Mauricio Merino
No me gustan las fiestas navideñas. Nunca me han gustado. Desde muy joven tuve la certeza de que había algo falso en ellas: las luces excesivas, los arbolitos con esferas espantosas, los santacloses de toda índole (incluso flacos engordados con cojines), los reyes magos zarrapastrosos con su negro de betún y su camello de cartón o los infumables villancicos que empiezan a sonar por todas partes desde finales de noviembre (“pero mira cómo beben los peces en el río…”).
Comprendo que el pueblo mexicano es católico y cristiano en abrumadora mayoría y que estas “fiestas” están profundamente arraigadas en nuestra cultura. Pero hay quienes me han tratado de persuadir sobre la importancia de celebrar la sola existencia de estos días de paz, armonía y reflexión en torno de la imagen del pesebre donde habría nacido el Mesías. ¿Cuál paz? Pregunto. ¿De qué armonía me están hablando? Desde que descubrí la figura universal del Grinch allá por los noventas (que, hoy me entero, fue animado la primera vez por Boris Karloff en 1966) me sentí muy cerca de ese personaje enemigo de toda esta patraña que no tiene otro asidero que el estrictamente comercial.
Ni nos queremos más, ni nos llevamos mejor, ni reflexionamos sobre la paz y la armonía, ni somos más amables, ni menos violentos, ni menos corruptos, ni menos egoístas y tramposos. Usted perdone. En estas navidades, en particular, estamos presenciando el genocidio de Gaza orquestado por el gobierno de Israel en contra de los palestinos que reclaman su derecho a existir, así como lo hicieron sus agresores al final de la Segunda Guerra. Tal como lo escribió hace poco Pankaj Mishra, el escritor hindú que ya nos había advertido sobre la expansión de la “Edad de la Ira” que está marcando nuestros días, la “Shoah”, conocida aquí como el Holocausto cometido por los nazis contra los judios, no puede justificar la misma conducta contra ningún otro pueblo del mundo. Sin embargo, en aquellos lugares donde se situó el origen del mito de la Navidad, hoy se está viviendo un infierno.

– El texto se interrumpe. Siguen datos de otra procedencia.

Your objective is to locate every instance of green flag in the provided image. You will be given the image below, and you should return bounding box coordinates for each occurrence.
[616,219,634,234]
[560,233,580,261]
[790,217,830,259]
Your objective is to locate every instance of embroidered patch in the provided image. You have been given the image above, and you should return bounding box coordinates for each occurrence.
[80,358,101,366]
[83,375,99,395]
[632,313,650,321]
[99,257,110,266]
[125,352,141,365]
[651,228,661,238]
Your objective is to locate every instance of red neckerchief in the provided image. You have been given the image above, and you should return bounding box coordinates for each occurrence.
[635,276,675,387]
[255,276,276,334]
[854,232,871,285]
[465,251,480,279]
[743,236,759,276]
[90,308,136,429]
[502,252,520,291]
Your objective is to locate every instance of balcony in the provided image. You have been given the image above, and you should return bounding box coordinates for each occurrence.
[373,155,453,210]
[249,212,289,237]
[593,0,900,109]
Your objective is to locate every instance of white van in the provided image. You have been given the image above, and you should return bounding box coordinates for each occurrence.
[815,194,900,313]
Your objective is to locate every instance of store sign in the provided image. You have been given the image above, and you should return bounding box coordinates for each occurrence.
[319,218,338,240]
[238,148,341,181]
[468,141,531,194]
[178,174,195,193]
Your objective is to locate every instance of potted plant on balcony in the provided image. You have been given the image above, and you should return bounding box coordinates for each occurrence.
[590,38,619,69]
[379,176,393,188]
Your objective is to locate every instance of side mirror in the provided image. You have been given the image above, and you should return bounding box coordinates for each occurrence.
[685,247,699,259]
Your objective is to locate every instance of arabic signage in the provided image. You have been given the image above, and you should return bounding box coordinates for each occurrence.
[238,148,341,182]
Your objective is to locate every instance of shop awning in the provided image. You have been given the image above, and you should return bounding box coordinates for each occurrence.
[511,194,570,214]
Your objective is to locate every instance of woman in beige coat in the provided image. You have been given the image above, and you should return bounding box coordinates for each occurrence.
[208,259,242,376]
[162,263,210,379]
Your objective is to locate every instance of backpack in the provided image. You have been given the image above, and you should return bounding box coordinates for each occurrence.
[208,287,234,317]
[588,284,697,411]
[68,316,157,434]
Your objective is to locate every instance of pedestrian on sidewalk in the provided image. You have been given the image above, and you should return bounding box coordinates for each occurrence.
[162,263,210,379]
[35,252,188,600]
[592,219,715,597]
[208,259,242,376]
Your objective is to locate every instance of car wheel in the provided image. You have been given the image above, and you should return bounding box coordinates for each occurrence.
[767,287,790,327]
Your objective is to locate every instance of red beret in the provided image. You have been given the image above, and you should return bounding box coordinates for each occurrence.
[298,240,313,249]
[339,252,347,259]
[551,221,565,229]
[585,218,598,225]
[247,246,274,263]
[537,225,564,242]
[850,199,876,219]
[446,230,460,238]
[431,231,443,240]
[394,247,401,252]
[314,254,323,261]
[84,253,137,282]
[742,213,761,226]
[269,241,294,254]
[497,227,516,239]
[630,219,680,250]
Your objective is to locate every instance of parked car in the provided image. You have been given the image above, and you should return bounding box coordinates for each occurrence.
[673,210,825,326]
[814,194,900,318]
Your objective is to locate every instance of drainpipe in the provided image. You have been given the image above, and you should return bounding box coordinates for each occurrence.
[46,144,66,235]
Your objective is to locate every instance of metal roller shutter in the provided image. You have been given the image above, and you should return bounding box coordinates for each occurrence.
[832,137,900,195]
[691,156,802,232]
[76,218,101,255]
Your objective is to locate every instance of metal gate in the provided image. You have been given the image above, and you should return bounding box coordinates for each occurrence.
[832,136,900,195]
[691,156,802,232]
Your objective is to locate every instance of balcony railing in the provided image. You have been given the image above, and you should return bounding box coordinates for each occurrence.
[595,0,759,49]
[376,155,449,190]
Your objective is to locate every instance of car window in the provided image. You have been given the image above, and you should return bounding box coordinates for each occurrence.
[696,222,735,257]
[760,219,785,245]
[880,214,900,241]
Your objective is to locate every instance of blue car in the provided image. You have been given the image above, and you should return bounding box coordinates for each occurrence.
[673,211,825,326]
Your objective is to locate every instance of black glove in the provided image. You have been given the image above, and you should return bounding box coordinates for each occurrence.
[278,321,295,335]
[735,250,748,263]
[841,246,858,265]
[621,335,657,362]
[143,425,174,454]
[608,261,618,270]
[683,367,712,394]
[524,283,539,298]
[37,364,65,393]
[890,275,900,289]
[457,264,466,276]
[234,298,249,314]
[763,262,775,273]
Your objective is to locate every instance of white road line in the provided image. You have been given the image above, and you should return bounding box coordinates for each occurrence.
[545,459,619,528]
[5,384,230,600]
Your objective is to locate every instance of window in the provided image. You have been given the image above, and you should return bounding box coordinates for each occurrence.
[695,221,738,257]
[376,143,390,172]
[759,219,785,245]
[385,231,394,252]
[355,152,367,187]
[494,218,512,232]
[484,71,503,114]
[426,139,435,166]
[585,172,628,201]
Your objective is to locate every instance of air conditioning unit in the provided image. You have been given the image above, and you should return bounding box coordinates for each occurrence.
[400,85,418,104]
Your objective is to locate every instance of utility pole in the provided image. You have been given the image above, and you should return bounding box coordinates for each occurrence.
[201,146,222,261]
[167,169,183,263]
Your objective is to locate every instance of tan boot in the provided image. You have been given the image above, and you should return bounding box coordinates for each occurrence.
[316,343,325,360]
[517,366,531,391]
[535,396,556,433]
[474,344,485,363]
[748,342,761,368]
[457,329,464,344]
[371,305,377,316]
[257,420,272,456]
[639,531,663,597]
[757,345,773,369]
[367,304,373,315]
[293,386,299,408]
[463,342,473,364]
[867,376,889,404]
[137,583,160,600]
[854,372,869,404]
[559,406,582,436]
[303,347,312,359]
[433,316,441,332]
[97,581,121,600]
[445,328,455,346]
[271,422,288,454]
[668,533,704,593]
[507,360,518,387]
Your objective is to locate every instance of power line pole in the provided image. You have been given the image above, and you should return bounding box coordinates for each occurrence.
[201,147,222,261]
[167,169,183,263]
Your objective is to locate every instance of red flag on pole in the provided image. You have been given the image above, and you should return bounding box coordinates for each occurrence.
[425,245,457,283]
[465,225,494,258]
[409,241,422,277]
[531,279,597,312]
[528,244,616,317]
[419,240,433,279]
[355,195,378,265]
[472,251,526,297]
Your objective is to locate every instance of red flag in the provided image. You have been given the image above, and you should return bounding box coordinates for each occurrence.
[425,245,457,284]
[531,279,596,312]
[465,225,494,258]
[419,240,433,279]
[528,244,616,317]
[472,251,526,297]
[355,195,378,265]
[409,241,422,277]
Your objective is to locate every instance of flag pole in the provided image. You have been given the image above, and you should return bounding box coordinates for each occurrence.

No es el único ni tiene caso hacer recuentos, porque en México estamos viviendo el nuestro mientras organizamos la cena y contamos uvas para mañana. Gracias al artículo de Alberto Aziz Nassif, publicado el pasado 17 de diciembre en estas páginas, caigo en cuenta de que “México es el cuarto lugar mundial en conflictos armados”, solo después de Gaza, Birmania y Siria. ¿Cómo celebrarán la Navidad las familias de las víctimas de esa violencia cruda y cruel que nos está asfixiando? ¿Cómo lo harán madres y los padres de las decenas de miles de jóvenes desaparecidos y reclutados por las organizaciones criminales que ya se han convertido en el quinto empleador más importante del país? ¿Cómo lo harán los casi 47 millones de personas que viven en pobreza y los 10 millones que sobreviven en pobreza extrema? ¿Tendremos que felicitarnos mutuamente si los grupos armados mexicanos que se disputan Sinaloa, Chiapas, Tabasco, Michoacán y etcétera deciden darse una tregua para comer pavo en la noche de este martes 24?
Noche de Paz, Noche de Amor, solamente para quienes cumplan cuatro condiciones: que pueden pagarla, comprarse gorros rojos y repartirse regalitos; que no hayan sido víctimas de asesinatos, extorsión o desaparición forzada de ninguno de sus familiares; que no vivan a salto de mata por la violencia de su entorno, con el riesgo de perder la vida mientras se trasladan a la casa de los abuelos donde suele reunirse la familia; y que tengan suficiente fe como para seguir creyendo que algo cambiará gracias al “espíritu navideño” de esta semana. Entiendo a los detractores de esta posición: la gran mayoría adora estas celebraciones y eso basta para arrodillarse. Es el mismo argumento que hemos escuchado muchas veces.